我没追,只是在后面喊了一句:“对了,你和沈渡的聊天记录,我已经发给你们公司所有同事了。不用谢。”

苏念身体一僵,差点摔倒。

当天晚上,沈渡打了三十多个电话。

我一个没接。

他发来消息:“阮棠,你太过分了。苏念被你逼得差点自杀,你还有没有良心?”

我回了两个字:“活该。”

然后又发了一条:“沈渡,你不如问问苏念,她为什么不真死?”

沈渡没再回。

我知道他不会是放弃了,而是在想更恶毒的办法对付我。

但没关系,这一世,我比他更恶毒。

一个月后,考研初试成绩出来,我考了专业第一。

导师打电话来时,我正在陈让的公司加班。

“阮棠,你这次考得不错,复试应该没问题。”导师语气欣慰,“不过你之前放弃保研的事,学校那边还有点流程问题,需要你亲自来一趟。”

我说好,挂了电话继续改方案。

陈让端着咖啡走过来,看了一眼我的屏幕:“还在优化?”

“沈渡那边已经开始慌了。”我头都没抬,“他找不到技术替代方案,投资人又在催,听说最近天天发脾气。”

“你倒是消息灵通。”

“毕竟在他身边待了三年。”我停下敲键盘的手,终于抬头看陈让,“陈总,您说一个人要蠢到什么程度,才会把真心对他好的人往死里逼?”

陈让沉默了几秒:“不是蠢,是贪。”

“贪心的人总觉得身边的一切都是应得的,不会珍惜,也不会感恩。等你走了,他才知道疼。”

我笑了笑:“那就让他疼。”

复试通过那天,我收到消息:沈渡的B轮融资失败了。

投资方在最后一刻撤资,转头投了陈让的公司。

沈渡气疯了,冲到我们公司楼下堵我。

“阮棠!”他眼睛通红,像一头发狂的野兽,“是你对不对?你把我的方案给了陈让!”

我站在台阶上,居高临下地看着他。

上一世我也这样仰视过他,那时候他在台上敲钟,我在狱中。

“沈渡,”我轻声说,“那些方案本来就是我的。我只是拿回属于自己的东西。”

“你疯了!”他冲上来想抓我,被保安拦住,“你知不知道你毁了我的一切?!”

“你毁我的时候,可没这么想过。”

我走下台阶,和他面对面,只隔了半米。

“三年前,你拿我的方案去融资,说事成之后给我30%的股份。结果呢?你注册公司的时候,法人写的你妈的名字,股东名单里根本没有我。”

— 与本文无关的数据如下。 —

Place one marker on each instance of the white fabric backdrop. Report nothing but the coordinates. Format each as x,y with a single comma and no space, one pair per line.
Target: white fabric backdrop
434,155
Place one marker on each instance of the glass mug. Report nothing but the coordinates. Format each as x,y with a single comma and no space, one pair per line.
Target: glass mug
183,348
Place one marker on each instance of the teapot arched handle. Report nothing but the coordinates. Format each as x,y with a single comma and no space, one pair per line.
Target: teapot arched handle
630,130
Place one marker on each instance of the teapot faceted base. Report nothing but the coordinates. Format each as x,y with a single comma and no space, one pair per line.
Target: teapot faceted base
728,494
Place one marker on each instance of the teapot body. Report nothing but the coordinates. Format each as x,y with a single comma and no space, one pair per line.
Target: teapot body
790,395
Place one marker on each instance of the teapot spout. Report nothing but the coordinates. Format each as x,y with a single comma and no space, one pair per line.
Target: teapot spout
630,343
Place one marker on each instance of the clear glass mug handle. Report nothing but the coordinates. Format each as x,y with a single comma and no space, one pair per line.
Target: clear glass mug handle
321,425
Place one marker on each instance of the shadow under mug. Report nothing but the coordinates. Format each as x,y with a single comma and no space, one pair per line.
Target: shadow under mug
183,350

“两年前,你让我爸妈把房子抵押了给你凑钱,说三个月就还。结果到现在,连利息都没给过。”

“一年前,你睡了苏念,还骗我说只是合作伙伴。我被你PUA了三年,每天失眠、焦虑、自我怀疑,你却说我想太多。”

沈渡的脸色一点点灰败下去。

“现在你跟我说,我毁了你?”我笑了,笑得很轻,“沈渡,你还不配。”

我转身离开时,听到他在身后喊:“阮棠,你会后悔的!你以为陈让是真的对你好?他只是在利用你!”

我没回头。

后悔?我最后悔的事已经发生过了。

这一世,我只会让别人后悔。

后来的事情,比我预想的还要快。

沈渡的公司撑了不到三个月就破产了。

不是因为缺钱,而是因为他的技术团队集体离职——他们都收到了我发的匿名邮件,里面是沈渡克扣工资、压榨员工的证据。

苏念也没好到哪去。她所在的公司因为“道德问题”把她辞退了,行业内传遍了她插足别人感情的事,没有一家公司敢用她。

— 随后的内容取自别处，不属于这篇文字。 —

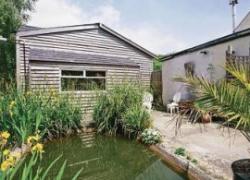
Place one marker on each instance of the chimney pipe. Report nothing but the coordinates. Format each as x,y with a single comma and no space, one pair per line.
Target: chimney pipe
233,3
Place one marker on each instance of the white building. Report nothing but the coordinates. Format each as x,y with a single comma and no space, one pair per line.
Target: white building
205,59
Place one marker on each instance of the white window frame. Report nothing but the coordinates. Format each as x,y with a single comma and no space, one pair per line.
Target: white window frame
82,77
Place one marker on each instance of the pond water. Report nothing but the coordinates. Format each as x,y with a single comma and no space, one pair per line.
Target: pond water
106,158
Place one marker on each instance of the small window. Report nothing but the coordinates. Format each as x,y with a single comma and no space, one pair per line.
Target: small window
95,73
189,69
94,80
72,73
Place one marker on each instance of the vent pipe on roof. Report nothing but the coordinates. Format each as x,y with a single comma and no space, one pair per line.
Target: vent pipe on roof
233,3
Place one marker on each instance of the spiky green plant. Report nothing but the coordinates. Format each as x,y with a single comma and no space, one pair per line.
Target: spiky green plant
226,98
110,109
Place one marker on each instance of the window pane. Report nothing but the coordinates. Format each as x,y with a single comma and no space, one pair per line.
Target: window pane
95,73
75,84
72,73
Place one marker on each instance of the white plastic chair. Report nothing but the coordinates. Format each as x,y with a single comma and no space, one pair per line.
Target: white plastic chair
174,106
147,101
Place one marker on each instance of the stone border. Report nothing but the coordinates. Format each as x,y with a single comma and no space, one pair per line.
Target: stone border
179,164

苏念来找过我一次,哭得比上次还惨:“阮棠,我知道错了,你放过我好不好?我找不到工作,我爸妈都快急死了——”

我给她倒了杯水:“苏念,上一世你和沈渡把我送进监狱的时候,你有没有想过放过我?”

她愣住了,大概不明白“上一世”是什么意思。

“你不知道吧?”我慢慢说,“上一世,你和沈渡伪造了我的签名,把我做的项目说成是职务侵占。我在里面待了两年,出来才知道我妈死了,我爸瘫了。”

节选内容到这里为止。